Monday, May 24, 2010

Mistrial Declared in Whitby Case

By Sharon Danann
Published May 23, 2010 11:00 PM

Rebecca Whitby and her family are celebrating a temporary reprieve. Judge Stuart Friedman declared a mistrial on May 14 before the jury had even been selected. The charges, including resisting arrest and obstruction, that Whitby and her mother are facing arose from the brutal beating of Whitby by police in the family’s home in April 2009 and her mother’s attempts to protect her daughter from repeated punches in the face.

Although they face felony charges with possible sentences totaling 50 years in prison, Whitby and her mother — also named Rebecca Whitby — courageously refused all plea deals offered to them, including misdemeanors and probation-only. The felony charges were concocted after the family filed a report with the Police Department’s Office of Professional Standards and the Civil Rights Division of the FBI.

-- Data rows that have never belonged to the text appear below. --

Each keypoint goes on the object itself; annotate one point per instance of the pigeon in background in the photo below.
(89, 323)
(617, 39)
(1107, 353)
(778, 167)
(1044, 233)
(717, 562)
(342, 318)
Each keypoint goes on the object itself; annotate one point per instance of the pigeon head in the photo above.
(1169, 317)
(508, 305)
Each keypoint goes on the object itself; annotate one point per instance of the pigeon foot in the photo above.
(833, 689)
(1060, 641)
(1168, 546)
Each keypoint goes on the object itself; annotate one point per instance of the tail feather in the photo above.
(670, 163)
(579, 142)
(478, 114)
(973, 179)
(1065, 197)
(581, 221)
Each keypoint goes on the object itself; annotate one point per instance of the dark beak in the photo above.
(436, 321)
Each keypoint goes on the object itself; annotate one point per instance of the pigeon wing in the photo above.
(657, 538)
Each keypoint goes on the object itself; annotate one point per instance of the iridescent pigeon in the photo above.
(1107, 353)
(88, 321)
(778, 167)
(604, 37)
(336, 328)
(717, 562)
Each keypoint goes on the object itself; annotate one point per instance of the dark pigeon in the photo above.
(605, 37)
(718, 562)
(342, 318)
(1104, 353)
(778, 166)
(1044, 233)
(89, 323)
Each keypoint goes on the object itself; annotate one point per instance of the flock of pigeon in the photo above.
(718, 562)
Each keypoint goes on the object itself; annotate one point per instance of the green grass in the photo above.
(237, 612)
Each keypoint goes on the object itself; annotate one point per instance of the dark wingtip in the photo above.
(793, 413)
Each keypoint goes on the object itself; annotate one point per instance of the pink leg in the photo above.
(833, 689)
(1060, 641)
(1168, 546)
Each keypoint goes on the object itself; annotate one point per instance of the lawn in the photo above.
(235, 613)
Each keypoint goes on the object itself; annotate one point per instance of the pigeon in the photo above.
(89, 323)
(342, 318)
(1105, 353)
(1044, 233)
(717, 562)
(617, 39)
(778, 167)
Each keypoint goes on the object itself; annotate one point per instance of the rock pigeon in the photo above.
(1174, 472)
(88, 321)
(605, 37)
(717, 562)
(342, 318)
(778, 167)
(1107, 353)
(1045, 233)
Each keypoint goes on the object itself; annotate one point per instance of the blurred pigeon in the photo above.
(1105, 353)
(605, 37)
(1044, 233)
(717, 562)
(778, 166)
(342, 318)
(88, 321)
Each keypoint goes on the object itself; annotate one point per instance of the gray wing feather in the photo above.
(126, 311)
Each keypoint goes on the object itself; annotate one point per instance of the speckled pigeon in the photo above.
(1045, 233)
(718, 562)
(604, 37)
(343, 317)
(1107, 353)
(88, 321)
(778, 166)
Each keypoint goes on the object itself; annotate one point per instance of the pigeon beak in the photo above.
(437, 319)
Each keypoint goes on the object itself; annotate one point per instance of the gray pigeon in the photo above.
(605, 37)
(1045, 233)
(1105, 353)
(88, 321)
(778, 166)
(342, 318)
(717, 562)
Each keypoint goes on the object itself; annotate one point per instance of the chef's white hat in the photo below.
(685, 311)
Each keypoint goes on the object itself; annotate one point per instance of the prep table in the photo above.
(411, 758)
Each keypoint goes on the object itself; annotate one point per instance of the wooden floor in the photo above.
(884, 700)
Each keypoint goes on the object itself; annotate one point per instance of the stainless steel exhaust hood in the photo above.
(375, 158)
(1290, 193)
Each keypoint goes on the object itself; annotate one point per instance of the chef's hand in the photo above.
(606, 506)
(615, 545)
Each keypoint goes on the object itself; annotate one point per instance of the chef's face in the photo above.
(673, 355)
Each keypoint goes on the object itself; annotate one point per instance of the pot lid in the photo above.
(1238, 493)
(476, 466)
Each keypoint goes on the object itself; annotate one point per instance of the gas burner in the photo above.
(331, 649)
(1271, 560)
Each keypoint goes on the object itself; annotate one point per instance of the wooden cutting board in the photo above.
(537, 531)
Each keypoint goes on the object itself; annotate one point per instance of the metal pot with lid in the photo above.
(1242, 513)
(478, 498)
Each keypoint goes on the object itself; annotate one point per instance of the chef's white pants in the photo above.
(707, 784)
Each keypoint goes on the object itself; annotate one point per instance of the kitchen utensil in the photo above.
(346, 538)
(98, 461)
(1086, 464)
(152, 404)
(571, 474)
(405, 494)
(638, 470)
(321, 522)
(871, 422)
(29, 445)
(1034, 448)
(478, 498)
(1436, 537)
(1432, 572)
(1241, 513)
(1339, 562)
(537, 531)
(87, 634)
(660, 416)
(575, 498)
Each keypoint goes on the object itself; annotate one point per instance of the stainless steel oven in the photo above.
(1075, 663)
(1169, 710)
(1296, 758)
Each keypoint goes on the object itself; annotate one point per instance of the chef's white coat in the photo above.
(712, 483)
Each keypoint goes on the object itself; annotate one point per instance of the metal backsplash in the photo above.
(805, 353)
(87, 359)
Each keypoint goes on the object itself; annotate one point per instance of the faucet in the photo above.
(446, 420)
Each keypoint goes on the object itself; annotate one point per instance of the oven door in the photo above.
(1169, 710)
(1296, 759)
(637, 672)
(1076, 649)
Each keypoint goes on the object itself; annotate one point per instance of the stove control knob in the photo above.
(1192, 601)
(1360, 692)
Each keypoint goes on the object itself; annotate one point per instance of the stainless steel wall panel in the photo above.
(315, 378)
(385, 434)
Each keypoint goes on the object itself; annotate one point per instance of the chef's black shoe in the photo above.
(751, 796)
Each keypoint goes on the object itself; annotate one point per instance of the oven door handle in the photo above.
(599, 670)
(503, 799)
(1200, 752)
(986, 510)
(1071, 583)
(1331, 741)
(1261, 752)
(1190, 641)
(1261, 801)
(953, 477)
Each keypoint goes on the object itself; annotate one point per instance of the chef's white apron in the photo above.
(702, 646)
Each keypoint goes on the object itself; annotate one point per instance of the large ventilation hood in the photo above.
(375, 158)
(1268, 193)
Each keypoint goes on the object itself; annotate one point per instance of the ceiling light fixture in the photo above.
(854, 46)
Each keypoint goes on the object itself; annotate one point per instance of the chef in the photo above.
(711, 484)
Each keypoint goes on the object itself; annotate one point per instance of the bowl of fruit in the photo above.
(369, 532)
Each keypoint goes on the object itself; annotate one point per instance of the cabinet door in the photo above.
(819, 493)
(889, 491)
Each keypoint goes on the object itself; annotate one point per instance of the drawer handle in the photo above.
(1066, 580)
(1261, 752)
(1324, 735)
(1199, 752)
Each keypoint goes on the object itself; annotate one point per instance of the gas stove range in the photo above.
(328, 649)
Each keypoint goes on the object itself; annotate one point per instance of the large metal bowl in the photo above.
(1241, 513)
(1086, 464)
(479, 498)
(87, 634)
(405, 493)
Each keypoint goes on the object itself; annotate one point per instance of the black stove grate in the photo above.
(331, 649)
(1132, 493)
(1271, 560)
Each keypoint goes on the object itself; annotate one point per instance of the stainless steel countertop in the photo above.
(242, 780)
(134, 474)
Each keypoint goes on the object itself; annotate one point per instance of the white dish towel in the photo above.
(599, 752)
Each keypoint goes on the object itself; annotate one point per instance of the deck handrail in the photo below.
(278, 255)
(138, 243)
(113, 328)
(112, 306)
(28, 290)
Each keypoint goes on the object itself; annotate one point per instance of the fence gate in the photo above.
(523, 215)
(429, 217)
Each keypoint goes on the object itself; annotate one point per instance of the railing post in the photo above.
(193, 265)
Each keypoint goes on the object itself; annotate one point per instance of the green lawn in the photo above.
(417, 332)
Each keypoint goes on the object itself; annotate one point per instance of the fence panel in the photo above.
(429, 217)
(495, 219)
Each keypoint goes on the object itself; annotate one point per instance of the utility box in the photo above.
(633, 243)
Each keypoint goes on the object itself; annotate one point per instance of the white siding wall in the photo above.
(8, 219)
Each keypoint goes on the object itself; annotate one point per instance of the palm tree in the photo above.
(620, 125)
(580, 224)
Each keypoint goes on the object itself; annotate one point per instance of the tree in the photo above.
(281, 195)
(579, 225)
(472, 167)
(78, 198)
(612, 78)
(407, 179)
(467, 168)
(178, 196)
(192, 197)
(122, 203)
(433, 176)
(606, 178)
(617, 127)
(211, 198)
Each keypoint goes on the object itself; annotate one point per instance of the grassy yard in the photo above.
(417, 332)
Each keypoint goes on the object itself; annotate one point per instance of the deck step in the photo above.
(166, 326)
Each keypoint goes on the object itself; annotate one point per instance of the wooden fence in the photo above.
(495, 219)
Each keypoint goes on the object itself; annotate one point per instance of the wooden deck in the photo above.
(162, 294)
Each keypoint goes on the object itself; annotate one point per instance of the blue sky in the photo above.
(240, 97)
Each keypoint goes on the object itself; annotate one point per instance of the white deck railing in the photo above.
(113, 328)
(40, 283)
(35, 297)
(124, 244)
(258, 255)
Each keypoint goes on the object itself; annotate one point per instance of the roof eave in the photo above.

Marva Patterson, Whitby’s aunt, explained: “Refusing to plea bargain is incredibly important. When you plead guilty, you lose your constitutional rights, such as the right to redress and the right to cross-examine the police officers who brought the charges.”

“I think the judge did not want to have to choose between the police allegations and us with all the evidence we have,” stated Timothy Walker, Whitby’s father. “It would be ugly. He washed his hands of it.”

Widespread community support and the presence of television cameras in the courtroom may have been other motivations for declaring the mistrial. Marches had been held repeatedly, along with rallies at the 5th District police station, Cleveland City Hall and the co-called Justice Center where the trial was about to begin. The streets echoed with cries of “Charge the cops!” and honks of support from passing motorists.

There may be a connection between several of the prosecution witnesses — police officers who were on or near the family’s porch during the April 2009 night of horror — and officers who were videotaped this May 13 roughing up two teenaged women outside Collinwood High School. The students were participating in a protest against teacher and staff layoffs and school closings. They are being represented by an attorney from the American Civil Liberties Union and have nationwide and international support. Whitby’s father viewed the videotape and says he recognized some of the same police as being there during the beating of his daughter.

Although more than a year has passed and family members say that investigators at both the CPD and FBI informally told them that the cops who beat Rebecca Whitby committed wrongs, no reports have been produced.

The family believes that the prosecution is currently attempting to tie the night when Whitby was beaten to an accident four years earlier in which she fell from a second-story window. In trying to make the fall look like a suicide attempt, they could claim that Whitby has schizophrenia.

Such a diagnosis would bolster the officers’ assertion to hospital staff in April 2009 that her injuries were self-inflicted, rather than due to their use of excessive force. It might also provide cover for the administration of the powerful psychotropic drug Geodon to Whitby at the hospital against her will, without diagnosis or prescription, apparently to keep her from telling her story.

The prosecution will have to reconcile their schizophrenia theory with the fact that Whitby, now 24 years old, graduated in 2004 from high school with honors in chemistry and, the month following her beating, took college-level exams and passed them.

“To accuse Black women of mental illness is a common tactic. They are weaving this tapestry,” says Patterson. “We have to find the one thread to pull it apart.”